Racing while bleeding

Abraham Zhang, chairman of venture capital firm China Europe Capital, described Moore Threads’ situation perfectly: the company is “racing while bleeding.”

The IPO gave them badly needed capital—$1.1 billion to be exact—but now they’re racing against time for technology breakthroughs and commercialization before burning through that cash. Moore Threads expects 2025 sales to jump as much as 242% to 1.5 billion yuan, which sounds impressive until you remember they’re starting from a very low base and still not profitable.

The company has said IPO proceeds will accelerate core R&D initiatives, including new-generation AI training and inference GPU chips, with a portion going to working capital. Translation: they need this money to survive and compete.

Sinolink Securities analyst Fan Zhiyuan remains optimistic, noting that “the era of AI is driving rapid expansion in GPU demand.” The brokerage set a target price of 182.25 yuan for Moore Threads—a figure the stock blew past on day one.

The geopolitical chess game

What makes this story particularly fascinating is how it sits at the intersection of technology and geopolitics. Just days before Moore Threads’ listing, reports emerged that the U.S. government was considering allowing Nvidia to sell its H200 AI chips to China—a potential policy reversal that could upend the entire domestic GPU industry that Beijing has been carefully nurturing.

Nvidia CEO Jensen Huang even met with President Trump to discuss export controls, though he declined to share details. When asked about Beijing’s stance on allowing Chinese companies to buy the H200, Huang admitted: “We don’t know. We have no clue. We can’t degrade chips that we sell to China, they won’t accept that.”

This uncertainty cuts both ways. If restrictions ease, Moore Threads and its peers face renewed competition from a technologically superior Nvidia. If restrictions tighten further, these Chinese companies get more breathing room to develop—but with limited access to advanced manufacturing processes.

So, what should we make of all this?

Moore Threads’ explosive debut tells us several things about where China’s tech industry is heading:

First, there’s genuine investor appetite for companies working on strategic technologies, even unprofitable ones. The 4,000x oversubscription wasn’t just retail frenzy—it reflected real belief that whoever cracks the GPU code in China will reap enormous rewards.

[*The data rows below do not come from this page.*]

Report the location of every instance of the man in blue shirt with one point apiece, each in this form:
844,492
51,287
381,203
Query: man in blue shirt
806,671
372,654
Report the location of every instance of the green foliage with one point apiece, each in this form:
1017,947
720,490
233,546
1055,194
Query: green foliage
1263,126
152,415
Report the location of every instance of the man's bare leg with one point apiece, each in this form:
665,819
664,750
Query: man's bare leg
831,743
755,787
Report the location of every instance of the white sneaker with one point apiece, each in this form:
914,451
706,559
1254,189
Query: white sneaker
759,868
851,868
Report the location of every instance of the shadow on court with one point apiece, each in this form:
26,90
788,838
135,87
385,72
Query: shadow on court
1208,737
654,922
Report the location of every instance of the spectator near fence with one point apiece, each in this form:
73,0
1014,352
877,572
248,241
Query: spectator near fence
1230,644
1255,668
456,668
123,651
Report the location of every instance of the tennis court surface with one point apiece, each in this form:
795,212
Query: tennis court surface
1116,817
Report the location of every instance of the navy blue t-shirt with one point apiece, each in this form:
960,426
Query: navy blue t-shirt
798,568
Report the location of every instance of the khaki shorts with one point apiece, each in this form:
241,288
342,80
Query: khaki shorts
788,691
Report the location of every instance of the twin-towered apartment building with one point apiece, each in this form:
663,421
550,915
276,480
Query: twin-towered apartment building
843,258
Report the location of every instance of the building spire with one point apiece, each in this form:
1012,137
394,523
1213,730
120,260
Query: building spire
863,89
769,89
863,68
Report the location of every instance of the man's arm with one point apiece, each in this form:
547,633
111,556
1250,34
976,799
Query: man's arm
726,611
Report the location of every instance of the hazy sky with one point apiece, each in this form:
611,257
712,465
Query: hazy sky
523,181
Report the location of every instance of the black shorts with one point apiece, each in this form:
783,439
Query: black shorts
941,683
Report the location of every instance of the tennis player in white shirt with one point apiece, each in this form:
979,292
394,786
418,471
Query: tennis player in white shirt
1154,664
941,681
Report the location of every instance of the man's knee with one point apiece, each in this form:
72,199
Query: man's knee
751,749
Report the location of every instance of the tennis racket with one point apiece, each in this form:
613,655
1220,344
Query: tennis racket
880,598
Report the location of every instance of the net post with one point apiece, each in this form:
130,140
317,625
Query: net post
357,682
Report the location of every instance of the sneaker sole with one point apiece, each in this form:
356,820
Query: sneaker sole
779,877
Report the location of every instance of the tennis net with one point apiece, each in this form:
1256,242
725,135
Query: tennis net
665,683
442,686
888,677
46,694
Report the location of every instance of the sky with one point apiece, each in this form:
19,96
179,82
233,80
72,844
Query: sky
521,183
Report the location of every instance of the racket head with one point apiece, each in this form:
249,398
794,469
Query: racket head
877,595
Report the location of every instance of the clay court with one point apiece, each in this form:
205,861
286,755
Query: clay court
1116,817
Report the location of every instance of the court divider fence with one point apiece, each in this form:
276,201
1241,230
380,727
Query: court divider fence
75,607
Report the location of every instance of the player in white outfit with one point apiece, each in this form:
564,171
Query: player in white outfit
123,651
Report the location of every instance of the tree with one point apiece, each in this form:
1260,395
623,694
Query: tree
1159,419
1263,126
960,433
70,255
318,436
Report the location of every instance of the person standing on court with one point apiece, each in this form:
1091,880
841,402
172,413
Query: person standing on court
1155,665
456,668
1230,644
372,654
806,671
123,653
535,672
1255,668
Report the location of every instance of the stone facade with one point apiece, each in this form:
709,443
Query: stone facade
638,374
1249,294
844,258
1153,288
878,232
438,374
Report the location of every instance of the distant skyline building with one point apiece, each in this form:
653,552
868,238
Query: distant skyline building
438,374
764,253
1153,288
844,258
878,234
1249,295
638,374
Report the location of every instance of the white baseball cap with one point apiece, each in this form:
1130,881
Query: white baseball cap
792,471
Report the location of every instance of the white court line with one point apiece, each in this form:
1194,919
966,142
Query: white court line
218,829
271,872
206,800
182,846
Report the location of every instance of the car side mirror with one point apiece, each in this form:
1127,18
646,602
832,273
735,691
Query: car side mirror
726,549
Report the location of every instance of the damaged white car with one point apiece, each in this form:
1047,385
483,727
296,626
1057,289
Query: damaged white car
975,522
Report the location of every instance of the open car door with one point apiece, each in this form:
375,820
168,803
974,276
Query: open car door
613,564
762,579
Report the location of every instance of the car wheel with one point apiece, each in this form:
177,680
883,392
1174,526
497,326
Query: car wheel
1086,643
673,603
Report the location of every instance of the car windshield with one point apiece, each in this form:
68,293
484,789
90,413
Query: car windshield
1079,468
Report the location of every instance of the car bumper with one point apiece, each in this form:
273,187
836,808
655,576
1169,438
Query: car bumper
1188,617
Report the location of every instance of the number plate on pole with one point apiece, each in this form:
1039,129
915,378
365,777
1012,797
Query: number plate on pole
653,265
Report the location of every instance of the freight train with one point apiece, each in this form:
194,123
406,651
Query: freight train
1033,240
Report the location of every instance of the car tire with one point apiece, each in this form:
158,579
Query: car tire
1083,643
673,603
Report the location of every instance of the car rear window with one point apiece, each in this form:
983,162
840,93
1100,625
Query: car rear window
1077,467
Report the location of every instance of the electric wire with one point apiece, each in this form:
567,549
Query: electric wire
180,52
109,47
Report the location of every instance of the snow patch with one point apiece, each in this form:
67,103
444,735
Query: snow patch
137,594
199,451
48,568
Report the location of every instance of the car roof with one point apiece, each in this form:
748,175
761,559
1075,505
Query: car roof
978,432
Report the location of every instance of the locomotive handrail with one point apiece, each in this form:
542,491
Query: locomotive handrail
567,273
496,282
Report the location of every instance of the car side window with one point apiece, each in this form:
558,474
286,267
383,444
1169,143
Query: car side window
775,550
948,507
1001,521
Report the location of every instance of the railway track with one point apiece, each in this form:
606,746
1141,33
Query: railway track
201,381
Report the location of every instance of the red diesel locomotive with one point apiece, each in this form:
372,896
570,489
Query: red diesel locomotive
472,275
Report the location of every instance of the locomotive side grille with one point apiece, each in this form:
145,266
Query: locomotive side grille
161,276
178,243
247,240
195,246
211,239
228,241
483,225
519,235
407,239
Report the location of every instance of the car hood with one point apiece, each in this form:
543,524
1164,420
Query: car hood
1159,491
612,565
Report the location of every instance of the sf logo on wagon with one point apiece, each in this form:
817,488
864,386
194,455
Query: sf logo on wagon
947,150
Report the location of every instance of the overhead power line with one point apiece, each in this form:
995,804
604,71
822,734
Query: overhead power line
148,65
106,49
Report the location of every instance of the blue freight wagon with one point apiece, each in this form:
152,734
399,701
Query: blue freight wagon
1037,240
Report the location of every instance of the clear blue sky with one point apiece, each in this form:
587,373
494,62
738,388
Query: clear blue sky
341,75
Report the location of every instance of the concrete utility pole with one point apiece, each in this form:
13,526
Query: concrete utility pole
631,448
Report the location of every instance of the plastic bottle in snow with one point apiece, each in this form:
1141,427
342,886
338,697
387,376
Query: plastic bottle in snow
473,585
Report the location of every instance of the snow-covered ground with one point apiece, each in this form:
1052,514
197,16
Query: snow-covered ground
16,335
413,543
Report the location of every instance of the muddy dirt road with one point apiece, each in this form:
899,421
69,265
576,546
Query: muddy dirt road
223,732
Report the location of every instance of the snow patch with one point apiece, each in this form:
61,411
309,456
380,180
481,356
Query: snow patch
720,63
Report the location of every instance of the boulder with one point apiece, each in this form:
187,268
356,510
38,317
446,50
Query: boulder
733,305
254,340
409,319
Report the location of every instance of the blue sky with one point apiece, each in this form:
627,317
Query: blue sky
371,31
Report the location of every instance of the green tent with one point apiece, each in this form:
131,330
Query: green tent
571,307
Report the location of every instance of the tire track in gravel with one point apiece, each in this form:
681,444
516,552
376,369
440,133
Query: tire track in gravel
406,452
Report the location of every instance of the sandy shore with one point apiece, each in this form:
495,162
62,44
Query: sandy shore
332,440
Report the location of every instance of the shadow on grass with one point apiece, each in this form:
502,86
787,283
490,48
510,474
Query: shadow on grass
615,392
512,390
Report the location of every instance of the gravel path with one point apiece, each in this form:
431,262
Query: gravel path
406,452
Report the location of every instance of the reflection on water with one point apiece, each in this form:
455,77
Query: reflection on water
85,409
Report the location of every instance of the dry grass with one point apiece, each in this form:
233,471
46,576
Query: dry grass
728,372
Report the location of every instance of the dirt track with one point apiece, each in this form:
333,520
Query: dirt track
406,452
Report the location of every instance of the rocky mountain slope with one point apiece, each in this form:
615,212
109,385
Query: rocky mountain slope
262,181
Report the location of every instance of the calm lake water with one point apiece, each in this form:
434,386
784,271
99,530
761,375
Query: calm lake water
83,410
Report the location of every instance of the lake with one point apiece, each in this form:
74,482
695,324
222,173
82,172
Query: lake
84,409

Second, Beijing is dead serious about tech self-sufficiency. The approval of multiple semiconductor IPOs, the encouragement of high valuations, and the restrictions on Nvidia imports all point to a coordinated strategy to build domestic capabilities, regardless of short-term costs.

Third, we’re witnessing the early stages of what could become a bifurcated global technology ecosystem. Just as China has its own internet ecosystem, it may soon have its own AI infrastructure stack, with domestic GPUs powering domestic AI models serving domestic applications.

But—and it’s a big but—we’re still in the very early innings. Moore Threads might become China’s Nvidia, or it might burn through its IPO cash and fade into obscurity. The company’s success depends on achieving genuine technological breakthroughs, not just riding a wave of nationalist sentiment and policy support.

The final word

Moore Threads’ 400% debut is a spectacular story of ambition, timing, and geopolitical necessity. Whether it’s a glimpse of China’s technological future or an expensive lesson in irrational exuberance remains to be seen.

For now, investors are betting on dreams. The question is whether Moore Threads can turn those dreams into reality before the money runs out and gravity reasserts itself.

As one analyst aptly put it: in the race to build China’s semiconductor future, these companies are racing while bleeding. Moore Threads just secured a massive transfusion. Now comes the hard part—actually winning the race.